BRITAIN TO EXPEL 23 RUSSIAN DIPLOMATS OVER SPY POISONING
British Prime Minister Theresa May on
Wednesday expelled 23 Russian diplomats believed
to be undeclared intelligence officers must leave Britain in a week and
suspended high-level contacts with Russia including for the World Cup, saying
her government found Moscow “culpable” of a nerve agent attack on a former spy.
May said she would be pushing for a “robust
international response” when the UN Security Council meets later Wednesday in
New York to discuss the attack on Sergei Skripal and his daughter on March 4.
Russia has repeatedly denied any involvement and its
London embassy warned that May’s response was “totally unacceptable and
shortsighted
May told parliament that Russia had failed to
respond to her demand for an explanation on how a Soviet-designed chemical,
Novichok, was used in the English city of Salisbury.
“There is no alternative conclusion other than that
the Russian State was culpable for the attempted murder of Mr Skripal and his
daughter,” she said.
She suspended all planned high-level contacts, which
includes revoking an invitation for Foreign Minister Sergei Lavrov to visit but
said she did not want to break off relations entirely. May also confirmed that
neither members of the royal family or ministers would attend the football
World Cup in Russia later this year.
And she outlined fresh measures against people
travelling to or living in Britain who were responsible for violations of human
rights or planned “hostile activities”.
NATO allies, including the United States, have
expressed their support for Britain following the first offensive use of a
nerve agent in Europe since World War II.

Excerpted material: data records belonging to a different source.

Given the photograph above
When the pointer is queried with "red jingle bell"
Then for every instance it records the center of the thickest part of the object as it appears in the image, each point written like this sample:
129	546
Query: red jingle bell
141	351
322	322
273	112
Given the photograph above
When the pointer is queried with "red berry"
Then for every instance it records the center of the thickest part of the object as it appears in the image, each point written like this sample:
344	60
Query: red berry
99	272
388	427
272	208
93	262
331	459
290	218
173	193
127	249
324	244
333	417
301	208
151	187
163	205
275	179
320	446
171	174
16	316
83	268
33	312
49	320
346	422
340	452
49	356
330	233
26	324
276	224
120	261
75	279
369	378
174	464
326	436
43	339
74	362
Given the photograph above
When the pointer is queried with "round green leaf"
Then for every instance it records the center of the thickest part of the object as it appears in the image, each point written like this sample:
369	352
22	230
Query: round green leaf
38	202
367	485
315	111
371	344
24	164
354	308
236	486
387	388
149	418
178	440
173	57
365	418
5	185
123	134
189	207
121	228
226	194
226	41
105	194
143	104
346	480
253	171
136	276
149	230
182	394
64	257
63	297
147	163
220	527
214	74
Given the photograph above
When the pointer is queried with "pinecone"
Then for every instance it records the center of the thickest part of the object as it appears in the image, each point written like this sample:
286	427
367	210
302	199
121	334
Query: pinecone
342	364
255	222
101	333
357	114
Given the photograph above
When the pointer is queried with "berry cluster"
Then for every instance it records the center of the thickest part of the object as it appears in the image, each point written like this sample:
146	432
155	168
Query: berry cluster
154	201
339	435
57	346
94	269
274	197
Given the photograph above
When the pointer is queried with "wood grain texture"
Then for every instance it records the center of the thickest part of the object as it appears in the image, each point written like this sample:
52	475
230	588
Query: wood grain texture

Along with the UN Security Council meeting in New
York, EU Council President Donald Tusk indicated that the issue would be on the
agenda of next week’s summit of the bloc’s leaders in Brussels.
President Vladimir Putin’s spokesman said again
Wednesday that it had “nothing to do with the accident in Britain”, but warned
it would not accept the “language of ultimatums”.
Lavrov has said the Kremlin is ready to cooperate
with Britain but complained that its request for samples of the nerve agent had
been rejected.
Moscow has also warned that it will take retaliatory
measures, and on Tuesday threatened to expel British media from Russia if the
licence of its state broadcaster RT was threatened in Britain.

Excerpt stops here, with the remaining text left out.